Gem. §26 Soldatenlaufbahnverordnung können ausgebildete Offiziere frühestens nach 15 Jahren Oberst werden.

Damit ein Oberst General werden kann, muss er vorher Referatsleiter im BMVg gewesen sein. Dafür muss er wiederum mindestens eine Verwendung in der Besoldungsgruppe A16 und eine in B3 genossen haben. Gem. Personalentwicklungskonzept sollen diese Verwendungen mind. 2 Jahre dauern.

Theoretisch beträgt somit die reguläre Mindestdienstzeit eines Brigadegenerals 24 Jahre. Da Berufssoldaten (insbesondere Stabsoffiziere) fast immer auf eine freie Haushaltskarte warten müssen, damit sie befördert oder eingewiesen werden, sind Generale mit Anfang 50, also nach etwa 30 bis 35 Dienstjahren, die absolute Ausnahme!

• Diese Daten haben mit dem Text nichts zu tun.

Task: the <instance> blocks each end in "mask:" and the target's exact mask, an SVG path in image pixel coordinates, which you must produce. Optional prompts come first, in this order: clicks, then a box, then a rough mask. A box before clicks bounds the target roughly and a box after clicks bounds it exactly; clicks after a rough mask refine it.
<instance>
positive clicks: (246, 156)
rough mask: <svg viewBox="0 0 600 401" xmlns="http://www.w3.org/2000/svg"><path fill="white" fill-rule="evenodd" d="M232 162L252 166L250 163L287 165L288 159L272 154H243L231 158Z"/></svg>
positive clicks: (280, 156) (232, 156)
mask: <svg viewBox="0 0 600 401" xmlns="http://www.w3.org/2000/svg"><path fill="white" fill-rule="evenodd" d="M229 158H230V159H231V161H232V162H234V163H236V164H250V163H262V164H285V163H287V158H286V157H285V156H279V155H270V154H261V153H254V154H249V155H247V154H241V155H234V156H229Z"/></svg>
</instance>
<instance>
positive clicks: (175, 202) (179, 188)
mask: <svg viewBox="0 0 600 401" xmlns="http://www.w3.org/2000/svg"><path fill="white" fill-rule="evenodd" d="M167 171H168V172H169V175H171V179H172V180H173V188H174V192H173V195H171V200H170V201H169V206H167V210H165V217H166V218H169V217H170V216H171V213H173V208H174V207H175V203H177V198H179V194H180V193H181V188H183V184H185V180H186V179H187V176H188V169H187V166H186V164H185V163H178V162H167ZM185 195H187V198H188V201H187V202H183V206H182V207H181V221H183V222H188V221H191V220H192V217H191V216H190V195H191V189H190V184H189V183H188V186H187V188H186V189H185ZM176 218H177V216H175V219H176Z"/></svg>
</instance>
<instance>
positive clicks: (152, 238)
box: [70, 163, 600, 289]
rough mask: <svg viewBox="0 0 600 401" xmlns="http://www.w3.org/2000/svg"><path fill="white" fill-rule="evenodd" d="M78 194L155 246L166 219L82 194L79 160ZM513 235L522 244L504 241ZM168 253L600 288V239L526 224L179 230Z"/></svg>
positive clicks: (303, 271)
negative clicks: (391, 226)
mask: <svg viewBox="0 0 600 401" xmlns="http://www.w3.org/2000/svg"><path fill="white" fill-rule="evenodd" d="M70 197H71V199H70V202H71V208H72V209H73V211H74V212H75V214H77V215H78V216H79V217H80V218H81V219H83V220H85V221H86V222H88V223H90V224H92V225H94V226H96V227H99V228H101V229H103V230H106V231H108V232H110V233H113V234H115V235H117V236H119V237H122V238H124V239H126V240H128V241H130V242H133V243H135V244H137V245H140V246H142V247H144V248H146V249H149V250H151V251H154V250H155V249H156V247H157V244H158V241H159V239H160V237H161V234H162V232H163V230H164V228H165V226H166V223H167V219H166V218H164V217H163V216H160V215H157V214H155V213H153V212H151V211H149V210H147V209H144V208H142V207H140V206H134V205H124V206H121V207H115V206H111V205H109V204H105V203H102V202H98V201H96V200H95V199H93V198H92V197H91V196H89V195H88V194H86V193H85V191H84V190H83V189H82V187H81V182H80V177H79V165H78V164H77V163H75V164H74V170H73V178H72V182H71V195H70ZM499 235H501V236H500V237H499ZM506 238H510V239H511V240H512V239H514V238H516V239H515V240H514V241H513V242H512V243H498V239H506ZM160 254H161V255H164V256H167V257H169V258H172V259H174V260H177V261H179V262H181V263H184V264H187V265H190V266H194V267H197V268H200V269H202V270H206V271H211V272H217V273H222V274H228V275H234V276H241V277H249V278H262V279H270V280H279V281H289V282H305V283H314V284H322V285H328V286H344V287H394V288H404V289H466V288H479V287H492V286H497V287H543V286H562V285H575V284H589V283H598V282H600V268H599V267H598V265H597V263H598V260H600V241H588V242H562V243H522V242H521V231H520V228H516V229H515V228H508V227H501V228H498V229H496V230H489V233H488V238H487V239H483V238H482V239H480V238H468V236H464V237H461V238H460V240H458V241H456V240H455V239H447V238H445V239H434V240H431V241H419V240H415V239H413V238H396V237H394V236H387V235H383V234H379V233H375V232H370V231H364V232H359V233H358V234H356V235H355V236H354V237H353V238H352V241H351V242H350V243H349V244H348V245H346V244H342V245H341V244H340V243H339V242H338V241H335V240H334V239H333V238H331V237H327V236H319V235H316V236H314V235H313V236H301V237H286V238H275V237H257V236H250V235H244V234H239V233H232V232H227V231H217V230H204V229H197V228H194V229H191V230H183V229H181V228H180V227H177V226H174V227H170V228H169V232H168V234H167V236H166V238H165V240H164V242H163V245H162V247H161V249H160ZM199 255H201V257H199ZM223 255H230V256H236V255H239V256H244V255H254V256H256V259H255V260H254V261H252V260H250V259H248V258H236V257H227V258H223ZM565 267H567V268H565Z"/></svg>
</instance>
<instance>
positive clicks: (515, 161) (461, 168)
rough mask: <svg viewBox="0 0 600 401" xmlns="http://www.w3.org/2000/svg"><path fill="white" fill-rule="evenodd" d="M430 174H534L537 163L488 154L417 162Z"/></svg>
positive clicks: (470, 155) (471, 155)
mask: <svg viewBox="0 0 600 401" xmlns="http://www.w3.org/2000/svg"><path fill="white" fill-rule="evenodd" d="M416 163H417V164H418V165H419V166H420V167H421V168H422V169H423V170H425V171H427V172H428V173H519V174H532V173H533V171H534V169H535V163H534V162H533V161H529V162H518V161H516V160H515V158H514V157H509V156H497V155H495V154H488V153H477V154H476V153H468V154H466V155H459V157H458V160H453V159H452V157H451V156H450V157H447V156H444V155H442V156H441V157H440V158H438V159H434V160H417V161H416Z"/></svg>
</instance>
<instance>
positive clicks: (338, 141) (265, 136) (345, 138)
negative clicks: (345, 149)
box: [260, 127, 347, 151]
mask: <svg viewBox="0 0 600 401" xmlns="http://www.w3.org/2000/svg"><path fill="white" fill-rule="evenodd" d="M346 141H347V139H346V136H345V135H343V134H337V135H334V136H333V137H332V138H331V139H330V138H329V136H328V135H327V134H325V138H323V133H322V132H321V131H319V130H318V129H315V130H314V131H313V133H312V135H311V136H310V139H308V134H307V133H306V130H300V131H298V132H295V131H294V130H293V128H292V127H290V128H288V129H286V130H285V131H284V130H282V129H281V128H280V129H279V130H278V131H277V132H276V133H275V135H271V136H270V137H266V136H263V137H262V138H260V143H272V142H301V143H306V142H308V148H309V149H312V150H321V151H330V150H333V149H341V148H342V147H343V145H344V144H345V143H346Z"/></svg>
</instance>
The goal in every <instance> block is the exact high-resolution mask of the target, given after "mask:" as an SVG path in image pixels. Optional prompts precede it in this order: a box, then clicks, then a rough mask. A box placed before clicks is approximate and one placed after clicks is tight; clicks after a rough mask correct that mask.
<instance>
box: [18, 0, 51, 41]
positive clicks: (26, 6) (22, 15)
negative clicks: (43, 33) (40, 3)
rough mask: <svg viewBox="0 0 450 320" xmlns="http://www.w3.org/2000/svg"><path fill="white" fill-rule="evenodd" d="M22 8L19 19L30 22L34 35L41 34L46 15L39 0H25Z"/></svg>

Durch Heldentaten kann man die oben genannten Zeiten nicht verkürzen 😉

Sehr wohl können aber der Einstieg bei der Bw mit einem abgeschlossenen Studium, bestimmte zielgerichtete Verwendungen sowie eine hervorragende Persönlichkeit dazu beitragen, dass man nicht viel länger braucht, als die 24 Jahre, um General zu werden.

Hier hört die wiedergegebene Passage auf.